Sam left Mr. Wyatt's classroom, glad he'd taken the time to visit his old teacher. The halls were deserted, and his footsteps echoed in the empty space. He rounded the corner, then did a double take, stopping short. A tall, dark-haired woman waited there, leaned up against the lockers.

"Ruby! How the hell… what are you doing here?"

"Doesn't matter." She folded her arms, coming to meet him. "Why are you avoiding me?"

Sam scoffed defensively. "I'm not avoiding you."

Ruby stepped closer, voice lowering. "Have you thought about what I told you?"

Sam's tongue darted out between his lips nervously and his voice lowered, too. "I'm not doing that anymore."

Ruby's dark eyes held his and her lips curved upwards in a smile. "You keep telling yourself that, Sam." Her eyes went to his lips, and her expression took on a sultry quality. "I know you want to." She touched his arms gently, leaned in a little closer, her voice dropping to a whisper, her eyes capturing his. "It's all you think about, Sam. You can't wait to have another taste."

Sam pulled away, grimacing. His heart was hammering fast, from a mixture of fear, revulsion, and worst of all, desire. Ruby chuckled, as if his behavior were cute. "Stop fighting it Sam. It's not gonna go away." She again came close, pressing her body against his. He let her, even though he squeezed his eyes shut for a couple seconds. "When you're ready… you know where to find me."

She walked a few steps away, then paused, turning to look back. She sounded suddenly soft. "It must be so hard for you, being the odd one out."

Sam narrowed his eyes. "What are you talking about?"

Ruby came back a couple steps. "Your brother and sister… they see you as a freak. An outsider. The one with the demon blood." She looked at him openly. "I accept you, Sam. And soon you'll see how much I really mean that."

Sam's jaw twitched. "My family is none of your business."

"Sure," Ruby said, her coy smile not faltering even for a second. "I'll be seeing you, Sammy."

And she turned and walked away. Sam watched her go, then looked through the nearby glass door where he could make out the Impala, his siblings waiting for him inside of it. He listened to the sound of Ruby's footsteps fading out, realizing how true the demon's words rang. He didn't fully belong where he currently was, no matter how much he tried. He felt less and less able to be himself with Dean and Alex, and more and more desperate to do something about this disease inside himself. Every day, all day, he thought about demon blood and the abilities it gave him, the rush of pleasure and confidence. The purpose. Dean and Alex didn't appreciate the way it enabled him to save people, and it made him feel like he should be ashamed of himself. So, for now, he was pretending he wasn't wrestling day in and day out with the affliction he'd found himself with. The power.

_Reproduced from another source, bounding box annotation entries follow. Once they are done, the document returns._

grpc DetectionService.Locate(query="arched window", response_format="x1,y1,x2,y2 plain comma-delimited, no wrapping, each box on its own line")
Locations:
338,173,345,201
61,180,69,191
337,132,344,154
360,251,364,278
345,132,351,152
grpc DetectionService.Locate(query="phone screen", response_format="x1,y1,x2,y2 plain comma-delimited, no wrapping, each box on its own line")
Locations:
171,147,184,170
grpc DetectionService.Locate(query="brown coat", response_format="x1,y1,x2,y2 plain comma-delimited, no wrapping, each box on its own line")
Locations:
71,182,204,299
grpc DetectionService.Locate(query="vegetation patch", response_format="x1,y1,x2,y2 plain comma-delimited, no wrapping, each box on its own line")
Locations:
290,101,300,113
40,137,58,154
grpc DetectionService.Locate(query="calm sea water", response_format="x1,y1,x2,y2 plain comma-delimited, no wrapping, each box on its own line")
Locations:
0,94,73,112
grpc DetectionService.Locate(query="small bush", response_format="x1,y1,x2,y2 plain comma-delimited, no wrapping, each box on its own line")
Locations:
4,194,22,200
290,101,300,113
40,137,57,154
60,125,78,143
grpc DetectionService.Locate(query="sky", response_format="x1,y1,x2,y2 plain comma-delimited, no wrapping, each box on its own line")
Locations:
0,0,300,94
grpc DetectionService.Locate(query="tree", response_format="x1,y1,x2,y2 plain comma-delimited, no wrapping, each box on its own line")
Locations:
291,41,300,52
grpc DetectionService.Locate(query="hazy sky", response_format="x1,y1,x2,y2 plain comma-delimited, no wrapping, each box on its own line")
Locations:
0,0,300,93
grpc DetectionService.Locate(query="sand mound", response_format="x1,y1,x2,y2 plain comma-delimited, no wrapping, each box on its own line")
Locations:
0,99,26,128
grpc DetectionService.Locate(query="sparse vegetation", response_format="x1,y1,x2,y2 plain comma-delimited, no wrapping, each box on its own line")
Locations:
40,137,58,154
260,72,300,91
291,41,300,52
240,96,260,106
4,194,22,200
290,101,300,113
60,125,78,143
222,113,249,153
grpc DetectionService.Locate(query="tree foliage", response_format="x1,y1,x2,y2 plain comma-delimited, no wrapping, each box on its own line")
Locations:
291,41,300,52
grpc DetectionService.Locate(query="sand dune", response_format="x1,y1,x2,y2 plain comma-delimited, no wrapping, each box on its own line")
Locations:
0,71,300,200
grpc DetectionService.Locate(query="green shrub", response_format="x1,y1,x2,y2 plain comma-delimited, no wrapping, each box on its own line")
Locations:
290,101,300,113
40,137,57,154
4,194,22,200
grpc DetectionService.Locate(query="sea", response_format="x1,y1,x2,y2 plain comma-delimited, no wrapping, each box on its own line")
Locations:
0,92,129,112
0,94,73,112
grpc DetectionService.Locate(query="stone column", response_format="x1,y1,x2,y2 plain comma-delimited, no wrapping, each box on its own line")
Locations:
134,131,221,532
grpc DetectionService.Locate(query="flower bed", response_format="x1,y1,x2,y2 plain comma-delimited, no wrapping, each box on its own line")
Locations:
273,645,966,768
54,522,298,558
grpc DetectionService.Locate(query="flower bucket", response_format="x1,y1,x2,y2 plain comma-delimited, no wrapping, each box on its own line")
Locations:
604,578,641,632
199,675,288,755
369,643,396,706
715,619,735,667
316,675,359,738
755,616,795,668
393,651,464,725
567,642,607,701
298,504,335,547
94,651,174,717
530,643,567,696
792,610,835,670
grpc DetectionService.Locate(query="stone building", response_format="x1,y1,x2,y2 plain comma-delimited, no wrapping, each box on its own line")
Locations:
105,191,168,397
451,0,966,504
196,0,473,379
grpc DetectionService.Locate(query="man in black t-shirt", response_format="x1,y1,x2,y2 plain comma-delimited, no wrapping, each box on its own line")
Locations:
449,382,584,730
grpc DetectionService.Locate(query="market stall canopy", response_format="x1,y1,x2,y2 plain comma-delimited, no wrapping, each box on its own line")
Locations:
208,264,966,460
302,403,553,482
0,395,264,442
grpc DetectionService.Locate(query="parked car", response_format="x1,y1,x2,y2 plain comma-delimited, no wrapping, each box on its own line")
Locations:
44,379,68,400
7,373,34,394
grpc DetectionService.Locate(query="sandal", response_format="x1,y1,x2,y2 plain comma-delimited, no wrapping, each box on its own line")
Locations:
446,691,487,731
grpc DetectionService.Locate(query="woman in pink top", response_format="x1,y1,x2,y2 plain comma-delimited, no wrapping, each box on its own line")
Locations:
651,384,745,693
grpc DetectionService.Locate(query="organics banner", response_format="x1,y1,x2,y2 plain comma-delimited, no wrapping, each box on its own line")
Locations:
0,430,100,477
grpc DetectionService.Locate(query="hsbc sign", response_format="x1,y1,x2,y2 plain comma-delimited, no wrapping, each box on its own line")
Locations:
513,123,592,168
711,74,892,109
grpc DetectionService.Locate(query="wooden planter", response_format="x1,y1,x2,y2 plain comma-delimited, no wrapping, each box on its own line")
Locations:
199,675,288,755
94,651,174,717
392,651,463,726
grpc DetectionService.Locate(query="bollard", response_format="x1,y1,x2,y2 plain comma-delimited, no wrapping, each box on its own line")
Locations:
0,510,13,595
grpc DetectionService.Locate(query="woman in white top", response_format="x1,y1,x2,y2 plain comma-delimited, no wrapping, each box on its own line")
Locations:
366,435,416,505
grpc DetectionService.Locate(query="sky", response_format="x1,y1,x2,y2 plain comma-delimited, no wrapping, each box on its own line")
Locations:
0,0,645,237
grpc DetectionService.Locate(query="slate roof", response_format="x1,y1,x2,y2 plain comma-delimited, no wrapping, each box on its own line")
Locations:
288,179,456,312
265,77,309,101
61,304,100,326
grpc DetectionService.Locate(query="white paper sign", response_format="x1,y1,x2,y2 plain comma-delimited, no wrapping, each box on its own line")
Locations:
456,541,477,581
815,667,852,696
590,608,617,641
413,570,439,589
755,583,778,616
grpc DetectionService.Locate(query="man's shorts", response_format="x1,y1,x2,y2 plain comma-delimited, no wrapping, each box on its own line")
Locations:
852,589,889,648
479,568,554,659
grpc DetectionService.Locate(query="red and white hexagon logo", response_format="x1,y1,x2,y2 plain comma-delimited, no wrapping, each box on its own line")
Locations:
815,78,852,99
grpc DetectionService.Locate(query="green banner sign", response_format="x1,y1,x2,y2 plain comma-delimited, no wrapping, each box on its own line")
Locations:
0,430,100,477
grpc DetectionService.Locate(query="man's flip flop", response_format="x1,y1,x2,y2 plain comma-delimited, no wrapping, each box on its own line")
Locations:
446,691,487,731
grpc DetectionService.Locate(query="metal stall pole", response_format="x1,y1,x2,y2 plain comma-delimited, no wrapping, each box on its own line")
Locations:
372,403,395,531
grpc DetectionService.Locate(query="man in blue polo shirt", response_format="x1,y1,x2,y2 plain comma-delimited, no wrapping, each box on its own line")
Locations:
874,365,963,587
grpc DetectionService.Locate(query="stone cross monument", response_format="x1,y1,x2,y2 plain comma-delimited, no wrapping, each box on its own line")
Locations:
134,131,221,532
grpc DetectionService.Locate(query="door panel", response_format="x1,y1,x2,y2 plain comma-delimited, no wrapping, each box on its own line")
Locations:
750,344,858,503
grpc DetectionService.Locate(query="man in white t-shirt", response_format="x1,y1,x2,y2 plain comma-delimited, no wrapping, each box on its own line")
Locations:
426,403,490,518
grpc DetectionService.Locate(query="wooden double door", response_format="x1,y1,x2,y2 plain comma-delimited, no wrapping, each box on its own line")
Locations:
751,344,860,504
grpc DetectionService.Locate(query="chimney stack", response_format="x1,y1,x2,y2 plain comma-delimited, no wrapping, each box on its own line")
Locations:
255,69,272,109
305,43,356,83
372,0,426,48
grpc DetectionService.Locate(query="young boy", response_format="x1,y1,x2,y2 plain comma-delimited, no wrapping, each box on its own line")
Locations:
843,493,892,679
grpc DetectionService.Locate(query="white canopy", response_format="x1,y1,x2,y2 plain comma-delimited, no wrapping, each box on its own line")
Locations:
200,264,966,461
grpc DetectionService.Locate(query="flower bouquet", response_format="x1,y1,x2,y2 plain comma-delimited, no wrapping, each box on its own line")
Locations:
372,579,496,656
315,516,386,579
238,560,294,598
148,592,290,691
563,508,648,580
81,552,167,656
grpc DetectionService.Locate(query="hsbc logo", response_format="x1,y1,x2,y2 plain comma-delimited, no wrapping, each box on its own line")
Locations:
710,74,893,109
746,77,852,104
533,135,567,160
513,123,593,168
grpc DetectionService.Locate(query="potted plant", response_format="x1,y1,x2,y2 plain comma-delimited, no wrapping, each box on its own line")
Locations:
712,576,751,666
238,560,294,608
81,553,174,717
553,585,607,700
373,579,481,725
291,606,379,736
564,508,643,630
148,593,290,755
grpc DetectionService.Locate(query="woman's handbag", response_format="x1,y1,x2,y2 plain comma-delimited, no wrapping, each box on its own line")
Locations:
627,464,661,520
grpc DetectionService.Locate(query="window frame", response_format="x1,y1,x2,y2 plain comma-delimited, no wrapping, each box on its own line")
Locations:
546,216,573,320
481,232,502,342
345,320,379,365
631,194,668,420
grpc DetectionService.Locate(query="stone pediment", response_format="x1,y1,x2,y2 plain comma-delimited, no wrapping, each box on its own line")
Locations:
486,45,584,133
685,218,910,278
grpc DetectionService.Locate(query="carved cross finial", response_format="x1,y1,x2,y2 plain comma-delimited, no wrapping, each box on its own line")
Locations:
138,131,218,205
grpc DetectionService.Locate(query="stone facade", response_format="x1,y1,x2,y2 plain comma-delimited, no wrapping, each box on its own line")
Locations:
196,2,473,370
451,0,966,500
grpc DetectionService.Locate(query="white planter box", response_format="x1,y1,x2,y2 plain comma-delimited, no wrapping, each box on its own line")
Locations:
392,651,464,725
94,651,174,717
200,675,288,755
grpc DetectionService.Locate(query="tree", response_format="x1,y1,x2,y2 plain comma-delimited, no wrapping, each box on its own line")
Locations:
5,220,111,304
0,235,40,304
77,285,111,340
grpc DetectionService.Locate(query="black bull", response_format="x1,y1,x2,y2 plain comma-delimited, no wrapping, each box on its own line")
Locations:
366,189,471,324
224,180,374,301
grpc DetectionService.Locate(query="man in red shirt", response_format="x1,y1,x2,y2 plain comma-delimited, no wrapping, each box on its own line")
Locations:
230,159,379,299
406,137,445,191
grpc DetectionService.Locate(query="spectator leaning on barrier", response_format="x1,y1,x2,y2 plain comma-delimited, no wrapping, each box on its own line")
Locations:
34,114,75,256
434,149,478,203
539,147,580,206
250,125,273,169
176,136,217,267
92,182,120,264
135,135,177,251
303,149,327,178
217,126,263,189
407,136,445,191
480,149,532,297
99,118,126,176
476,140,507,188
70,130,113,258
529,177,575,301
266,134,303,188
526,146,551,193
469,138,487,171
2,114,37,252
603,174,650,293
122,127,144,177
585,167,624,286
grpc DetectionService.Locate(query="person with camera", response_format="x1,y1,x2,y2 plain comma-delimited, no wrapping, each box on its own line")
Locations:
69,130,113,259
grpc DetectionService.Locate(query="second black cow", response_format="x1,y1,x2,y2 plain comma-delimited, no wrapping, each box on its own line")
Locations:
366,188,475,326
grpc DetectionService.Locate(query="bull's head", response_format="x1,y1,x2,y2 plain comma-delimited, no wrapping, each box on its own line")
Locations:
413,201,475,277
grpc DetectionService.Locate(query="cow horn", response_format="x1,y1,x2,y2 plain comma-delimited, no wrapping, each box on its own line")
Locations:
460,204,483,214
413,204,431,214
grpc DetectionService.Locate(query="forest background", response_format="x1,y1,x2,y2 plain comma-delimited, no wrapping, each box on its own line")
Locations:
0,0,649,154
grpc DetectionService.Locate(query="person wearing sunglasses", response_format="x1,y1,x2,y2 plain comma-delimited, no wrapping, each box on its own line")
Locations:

It was lonely. Because on the outside, he was Sam, but on the inside, he wasn't sure who he was anymore. He was stuck in the middle, unsure of where to turn. But the call kept coming, coaxing him to follow this path wherever it would go. No matter how sinister, or unknown, or dangerous...

Sam clenched his jaw tighter, willing his thoughts to stop so that he could focus on the moment at hand. With a long stride and deep breath, he went back to his waiting brother and sister. But the thoughts followed, eroding him slowly.